- Matter-Eater Lad as depicted in Superman: Last Stand of New Krypton #2 (June 2010). Art by Pete Woods.

Publication information
- Publisher: DC Comics
- First appearance: Adventure Comics #303 (December 1962)
- Created by: Jerry Siegel John Forte

In-story information
- Alter ego: Tenzil Kem
- Species: Bismollian
- Place of origin: Bismoll
- Team affiliations: Legion of Super-Heroes
- Notable aliases: M-E Lad
- Abilities: Powers: Superhuman matter ingestion and digestion; Metabolism-induced super-speed; Abilities: Hand-to-hand combat (basic); Equipment: Legion Flight Ring;

= Matter-Eater Lad =

DC Comics superhero

Matter-Eater Lad (Tenzil Kem) is a superhero appearing in media published by DC Comics, primarily as a member of the Legion of Super-Heroes in the 30th and 31st centuries. He first appeared in Adventure Comics #303 (December 1962), and possesses the power to eat matter in all forms, as do all natives of his home planet, Bismoll.

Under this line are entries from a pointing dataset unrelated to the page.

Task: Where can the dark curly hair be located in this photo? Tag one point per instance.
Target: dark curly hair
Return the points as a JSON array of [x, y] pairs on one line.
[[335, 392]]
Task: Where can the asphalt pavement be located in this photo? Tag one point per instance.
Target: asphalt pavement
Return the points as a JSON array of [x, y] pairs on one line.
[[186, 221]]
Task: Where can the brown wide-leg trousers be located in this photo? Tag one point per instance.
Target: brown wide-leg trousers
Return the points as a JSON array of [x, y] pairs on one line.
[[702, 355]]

Matter-Eater Lad has made limited appearances in media outside comics, with Alexander Polinsky voicing him in the animated series Legion of Super Heroes.

==Publication history==
Matter-Eater Lad first appeared in Adventure Comics #303 and was created by Jerry Siegel and John Forte.

==Fictional character biography==
===Pre–Zero Hour===
Matter-Eater Lad is the fifteenth member inducted into the Legion of Super-Heroes, joining soon after Bouncing Boy. In his first appearance, Matter-Eater Lad explains his origins, saying that the natives of Bismoll evolved their abilities to survive after microbes rendered all normal food inedible. This gives his teeth and jaws the strength and durability to bite and chew through stone, metal, and other hard substances. He has an unrequited crush on Shrinking Violet, which features for the bulk of the Legion's run in Adventure Comics.

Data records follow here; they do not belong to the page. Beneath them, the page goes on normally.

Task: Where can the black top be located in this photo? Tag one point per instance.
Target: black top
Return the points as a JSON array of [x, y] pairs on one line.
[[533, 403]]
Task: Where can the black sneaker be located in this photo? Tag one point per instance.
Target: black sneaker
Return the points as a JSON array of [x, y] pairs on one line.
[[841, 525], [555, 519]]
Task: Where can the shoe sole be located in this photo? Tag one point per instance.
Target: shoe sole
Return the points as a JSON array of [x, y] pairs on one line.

Matter-Eater Lad is later drafted to serve in the Bismollian senate and becomes a celebrity. He is voted out of office after being temporarily trapped in another dimension and considered legally dead.

During the "Five Year Gap" following the Magic Wars, Earth falls under the control of the Dominators and withdraws from the United Planets. Soon afterward, the members of the Dominators' "Batch SW6"—temporal duplicates of the Legionnaires—escape captivity, with a duplicate of Matter-Eater Lad among them.

===Post–Zero Hour===
Following Zero Hour: Crisis in Time!, which reboots the Legion's continuity, Tenzil Kem is reimagined as the Legion's primary chef.

===Threeboot===
In the "Threeboot", Matter-Eater Lad is reintroduced as a government agent, investigating Cosmic Boy's disappearance and the legality of his final act as Legion leader.

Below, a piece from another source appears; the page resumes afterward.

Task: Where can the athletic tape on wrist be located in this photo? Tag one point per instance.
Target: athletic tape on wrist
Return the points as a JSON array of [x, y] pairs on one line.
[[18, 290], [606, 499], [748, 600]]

===Post–Infinite Crisis===
The events of Infinite Crisis restore an analogue of the pre-Crisis Legion to continuity. In Final Crisis: Legion of 3 Worlds #5, the SW6 incarnation of Matter-Eater Lad is among the Legionnaires summoned to fight the Time Trapper.

In Superman #694, Matter-Eater Lad is revealed to have been masquerading as Mon-El's friend Mitch. He reveals his identity by stepping in to save a woman trapped in a burning car, allowing Mon-El to continue fighting larger threats.

In the Superman: Last Stand of New Krypton storyline, Matter-Eater Lad is part of a secret team sent by R. J. Brande to the 21st century to save the future.

==Powers and abilities==
Matter-Eater Lad possesses the innate ability to eat almost any substance. Additionally, he can move at superhuman speeds by harnessing consumed energy and determine the chemical composition of objects using his enhanced taste buds.

==In other media==

- Matter-Eater Lad appears in Legion of Super Heroes, voiced by Alexander Polinsky.
- Matter-Eater Lad appears as a character summon in Scribblenauts Unmasked: A DC Comics Adventure.
- Matter-Eater Lad appears in Adventures in the DC Universe #10.
- Matter-Eater Lad appears in the one-shot comic Batman '66 Meets the Legion of Super-Heroes.
- Matter-Eater Lad received an action figure in Mattel's DC Universe Classics line as part of the Legion of Super-Heroes 12-pack.
- Matter-Eater Lad is referenced in a self-titled song in Guided by Voices' EP Clown Prince of the Menthol Trailer.